My later in the day thoughts are a little brighter.  That doesn’t mean I didn’t include in some ‘but VENGEANCE should be MINE’ kind of moments, or cry a little more to Faith Hill’s “You’re Still Here” (‘I can see you in my baby’s eyes, and I laugh and cry).. But I took Kaykay to the doctor, and she was fine (in manner of not being dehydrated and no longer vomiting; still feverish and lethargic, but we can deal with that). While we were gone, Rod took Miranda to fly her kite for the first time. Then I ate some Burger King comfort food (note: two tacos, 6-piece cheesy tots, and if Randy happens to read this, yes, that’s ‘all I do’ and hence why I still have 20 ‘baby pounds’ to lose) and brought Randa to my parents’ house for the night… partly because that was the ‘plan’ and partly because there is no better symbol of hope than a child, and Mom needs some.

So many things have happened lately to deeply and kind of drastically change my perspective.

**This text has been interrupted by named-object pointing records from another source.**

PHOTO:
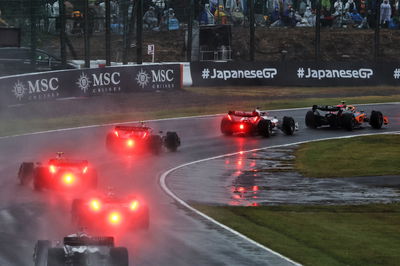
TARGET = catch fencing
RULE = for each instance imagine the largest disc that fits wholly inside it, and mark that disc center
(210, 74)
(89, 82)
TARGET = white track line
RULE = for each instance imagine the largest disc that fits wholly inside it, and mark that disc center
(164, 186)
(161, 119)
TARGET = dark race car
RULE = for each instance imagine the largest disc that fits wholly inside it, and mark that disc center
(80, 250)
(110, 212)
(140, 138)
(59, 173)
(343, 116)
(255, 123)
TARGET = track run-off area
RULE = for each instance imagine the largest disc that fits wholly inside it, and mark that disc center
(178, 235)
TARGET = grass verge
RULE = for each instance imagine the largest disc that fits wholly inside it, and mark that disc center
(320, 235)
(62, 114)
(361, 156)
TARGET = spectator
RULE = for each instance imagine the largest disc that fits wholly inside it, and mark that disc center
(2, 21)
(220, 15)
(350, 6)
(237, 17)
(206, 17)
(150, 18)
(356, 18)
(386, 13)
(101, 14)
(302, 8)
(69, 23)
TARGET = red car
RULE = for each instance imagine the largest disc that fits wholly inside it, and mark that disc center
(58, 173)
(110, 212)
(255, 123)
(140, 138)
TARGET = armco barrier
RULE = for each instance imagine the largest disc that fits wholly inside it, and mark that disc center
(89, 82)
(294, 74)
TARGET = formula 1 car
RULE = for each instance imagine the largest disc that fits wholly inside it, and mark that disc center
(343, 116)
(58, 173)
(255, 123)
(139, 138)
(80, 250)
(109, 211)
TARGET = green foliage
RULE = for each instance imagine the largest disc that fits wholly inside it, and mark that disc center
(361, 156)
(320, 235)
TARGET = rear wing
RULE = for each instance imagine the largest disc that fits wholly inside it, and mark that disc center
(327, 108)
(132, 128)
(68, 162)
(244, 114)
(89, 241)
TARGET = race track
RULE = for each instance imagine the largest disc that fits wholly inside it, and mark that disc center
(176, 235)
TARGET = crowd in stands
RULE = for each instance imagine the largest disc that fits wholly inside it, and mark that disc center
(160, 14)
(302, 13)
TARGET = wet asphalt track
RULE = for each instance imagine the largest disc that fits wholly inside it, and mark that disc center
(176, 236)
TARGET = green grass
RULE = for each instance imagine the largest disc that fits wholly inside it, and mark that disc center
(361, 156)
(320, 235)
(16, 125)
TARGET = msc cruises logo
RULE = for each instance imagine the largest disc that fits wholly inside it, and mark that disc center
(19, 90)
(83, 82)
(142, 78)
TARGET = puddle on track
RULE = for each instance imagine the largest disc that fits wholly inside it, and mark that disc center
(267, 178)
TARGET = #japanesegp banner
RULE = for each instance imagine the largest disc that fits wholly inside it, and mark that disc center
(234, 73)
(88, 82)
(294, 74)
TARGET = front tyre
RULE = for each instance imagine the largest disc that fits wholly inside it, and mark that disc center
(119, 256)
(25, 173)
(56, 257)
(264, 128)
(288, 125)
(311, 121)
(172, 141)
(348, 121)
(376, 119)
(226, 127)
(41, 250)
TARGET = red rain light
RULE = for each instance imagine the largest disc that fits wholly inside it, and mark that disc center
(134, 205)
(68, 179)
(52, 169)
(95, 205)
(130, 143)
(114, 218)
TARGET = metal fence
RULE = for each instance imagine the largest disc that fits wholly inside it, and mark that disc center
(120, 30)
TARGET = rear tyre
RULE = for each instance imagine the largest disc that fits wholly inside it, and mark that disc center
(39, 179)
(310, 120)
(264, 128)
(226, 127)
(348, 121)
(119, 256)
(110, 142)
(25, 173)
(92, 179)
(41, 250)
(172, 141)
(288, 125)
(76, 211)
(155, 144)
(145, 220)
(376, 119)
(56, 257)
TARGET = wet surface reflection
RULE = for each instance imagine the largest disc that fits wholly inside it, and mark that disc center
(267, 177)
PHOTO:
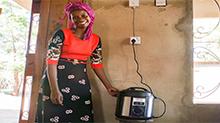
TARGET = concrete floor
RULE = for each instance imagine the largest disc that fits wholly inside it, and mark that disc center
(9, 108)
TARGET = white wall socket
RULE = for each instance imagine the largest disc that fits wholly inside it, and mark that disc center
(136, 38)
(133, 3)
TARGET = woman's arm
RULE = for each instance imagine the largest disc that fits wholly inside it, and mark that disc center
(102, 76)
(53, 54)
(55, 95)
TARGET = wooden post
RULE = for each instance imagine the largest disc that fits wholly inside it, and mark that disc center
(39, 57)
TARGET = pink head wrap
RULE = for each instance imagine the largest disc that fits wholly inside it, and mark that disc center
(70, 6)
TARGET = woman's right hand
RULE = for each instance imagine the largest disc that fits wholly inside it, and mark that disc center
(56, 97)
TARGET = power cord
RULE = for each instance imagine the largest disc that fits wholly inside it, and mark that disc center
(137, 70)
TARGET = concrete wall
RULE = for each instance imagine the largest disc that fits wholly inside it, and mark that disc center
(164, 56)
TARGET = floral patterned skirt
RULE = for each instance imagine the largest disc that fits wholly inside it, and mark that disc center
(77, 104)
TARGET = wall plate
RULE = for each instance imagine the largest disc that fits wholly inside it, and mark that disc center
(137, 40)
(160, 3)
(133, 3)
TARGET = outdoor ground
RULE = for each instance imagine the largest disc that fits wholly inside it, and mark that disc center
(9, 108)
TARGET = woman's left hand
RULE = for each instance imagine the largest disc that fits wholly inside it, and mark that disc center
(113, 91)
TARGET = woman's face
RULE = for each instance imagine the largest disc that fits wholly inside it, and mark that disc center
(80, 18)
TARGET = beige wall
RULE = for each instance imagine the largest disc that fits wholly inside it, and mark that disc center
(165, 57)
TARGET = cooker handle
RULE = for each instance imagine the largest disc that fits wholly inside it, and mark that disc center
(165, 107)
(138, 88)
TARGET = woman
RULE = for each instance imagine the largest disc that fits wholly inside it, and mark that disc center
(66, 93)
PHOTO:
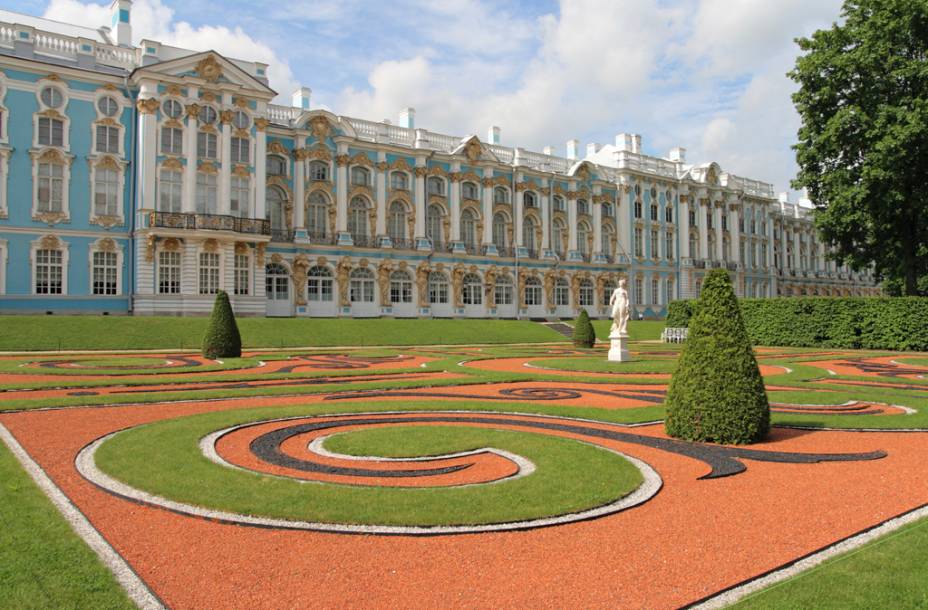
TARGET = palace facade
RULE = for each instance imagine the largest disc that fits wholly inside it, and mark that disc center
(143, 179)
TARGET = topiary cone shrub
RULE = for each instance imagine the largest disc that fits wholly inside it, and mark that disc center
(222, 339)
(717, 394)
(584, 335)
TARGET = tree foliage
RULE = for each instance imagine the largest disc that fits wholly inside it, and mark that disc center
(222, 339)
(717, 394)
(584, 334)
(863, 141)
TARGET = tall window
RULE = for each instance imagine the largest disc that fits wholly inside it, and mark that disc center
(49, 272)
(396, 225)
(318, 170)
(108, 139)
(361, 286)
(169, 273)
(562, 293)
(106, 192)
(209, 272)
(502, 294)
(321, 284)
(207, 193)
(317, 209)
(170, 190)
(433, 225)
(172, 141)
(239, 196)
(207, 145)
(469, 228)
(438, 287)
(473, 290)
(51, 132)
(242, 274)
(241, 150)
(532, 291)
(399, 181)
(50, 187)
(357, 218)
(400, 287)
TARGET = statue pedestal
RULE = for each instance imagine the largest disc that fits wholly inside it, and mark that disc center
(618, 349)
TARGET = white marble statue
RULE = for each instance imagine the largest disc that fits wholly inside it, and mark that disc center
(620, 310)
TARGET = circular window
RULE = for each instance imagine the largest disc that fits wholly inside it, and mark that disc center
(107, 106)
(208, 115)
(172, 108)
(240, 120)
(51, 97)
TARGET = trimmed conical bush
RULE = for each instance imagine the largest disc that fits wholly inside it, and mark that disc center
(717, 394)
(584, 335)
(222, 339)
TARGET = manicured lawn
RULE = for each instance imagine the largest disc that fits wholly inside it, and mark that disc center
(891, 572)
(26, 333)
(43, 563)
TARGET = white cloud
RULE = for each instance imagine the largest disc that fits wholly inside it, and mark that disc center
(153, 20)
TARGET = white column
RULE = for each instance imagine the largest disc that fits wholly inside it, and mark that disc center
(260, 167)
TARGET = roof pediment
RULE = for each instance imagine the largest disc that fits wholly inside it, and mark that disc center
(208, 68)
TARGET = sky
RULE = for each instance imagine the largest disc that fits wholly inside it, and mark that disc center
(707, 75)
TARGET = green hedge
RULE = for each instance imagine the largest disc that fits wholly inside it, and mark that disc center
(893, 323)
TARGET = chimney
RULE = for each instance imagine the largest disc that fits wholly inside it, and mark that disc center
(623, 141)
(301, 98)
(408, 118)
(120, 10)
(573, 147)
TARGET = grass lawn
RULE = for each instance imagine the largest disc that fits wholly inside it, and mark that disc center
(891, 572)
(43, 563)
(28, 333)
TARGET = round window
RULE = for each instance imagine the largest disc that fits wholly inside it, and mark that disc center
(51, 97)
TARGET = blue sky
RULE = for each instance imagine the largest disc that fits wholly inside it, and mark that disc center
(708, 75)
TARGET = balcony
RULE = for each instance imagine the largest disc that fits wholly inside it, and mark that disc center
(210, 222)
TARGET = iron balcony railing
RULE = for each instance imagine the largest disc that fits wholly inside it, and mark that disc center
(210, 222)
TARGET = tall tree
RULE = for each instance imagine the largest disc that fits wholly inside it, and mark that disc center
(863, 143)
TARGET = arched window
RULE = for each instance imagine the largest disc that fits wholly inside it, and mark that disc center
(276, 202)
(499, 230)
(502, 294)
(317, 214)
(276, 166)
(438, 287)
(320, 284)
(469, 228)
(433, 224)
(472, 290)
(276, 282)
(318, 170)
(435, 186)
(586, 293)
(400, 287)
(360, 176)
(500, 195)
(357, 218)
(469, 191)
(396, 221)
(562, 293)
(528, 233)
(399, 181)
(532, 291)
(361, 286)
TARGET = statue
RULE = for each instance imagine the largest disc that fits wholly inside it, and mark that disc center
(620, 310)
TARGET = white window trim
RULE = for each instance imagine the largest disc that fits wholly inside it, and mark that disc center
(43, 244)
(101, 246)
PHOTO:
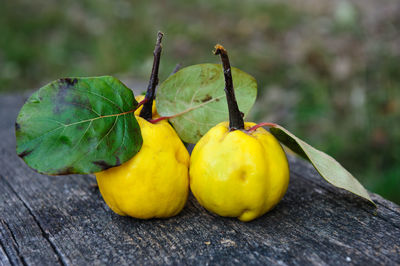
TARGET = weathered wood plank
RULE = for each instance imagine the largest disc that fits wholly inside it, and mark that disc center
(63, 220)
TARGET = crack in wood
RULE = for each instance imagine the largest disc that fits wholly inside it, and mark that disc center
(45, 235)
(14, 244)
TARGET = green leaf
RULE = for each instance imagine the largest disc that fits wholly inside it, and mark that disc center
(196, 93)
(78, 126)
(327, 166)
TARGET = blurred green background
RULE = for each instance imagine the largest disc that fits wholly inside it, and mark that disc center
(327, 70)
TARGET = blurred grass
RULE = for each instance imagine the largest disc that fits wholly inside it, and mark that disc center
(329, 71)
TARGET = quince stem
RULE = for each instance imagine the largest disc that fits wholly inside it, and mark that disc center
(146, 112)
(235, 116)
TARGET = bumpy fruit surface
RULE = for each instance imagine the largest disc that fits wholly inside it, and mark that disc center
(140, 98)
(155, 182)
(238, 174)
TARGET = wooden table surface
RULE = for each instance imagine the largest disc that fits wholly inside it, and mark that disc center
(63, 220)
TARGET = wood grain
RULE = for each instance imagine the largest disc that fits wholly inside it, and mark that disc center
(63, 220)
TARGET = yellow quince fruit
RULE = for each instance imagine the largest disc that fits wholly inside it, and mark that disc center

I don’t mean to be blunt, but isn’t it better that old people die than young? Isn’t it better for my kids to have the flu than to have cancer or be in some awful accident? No, I am not being Pollyanna looking for fake silver linings, but seriously… since things can be worse, I am just pausing to be grateful that they are not.

Kaity is better, sleeping. After she goes to bed for the night, Paige will stay will her and Rod & I will enjoy a very modified version of our date. On a rainy Friday six years ago, we were married in a small office with just Josh, Paige, my parents, and Renee & Matt present. We ate at Aurelio’s, Josh had a friend over, we watched Lilo and Stitch with Paige, and the next day I went scrapbooking. Why should the random 6th anniversary be any less chaotic or any more traditional? But August 8th – the anniversay of our wedding – is coming, so I’ll hold out some high hopes for that.

And on one last note, Deuteronomy 32:35, because if not, I’m going to sin. Big.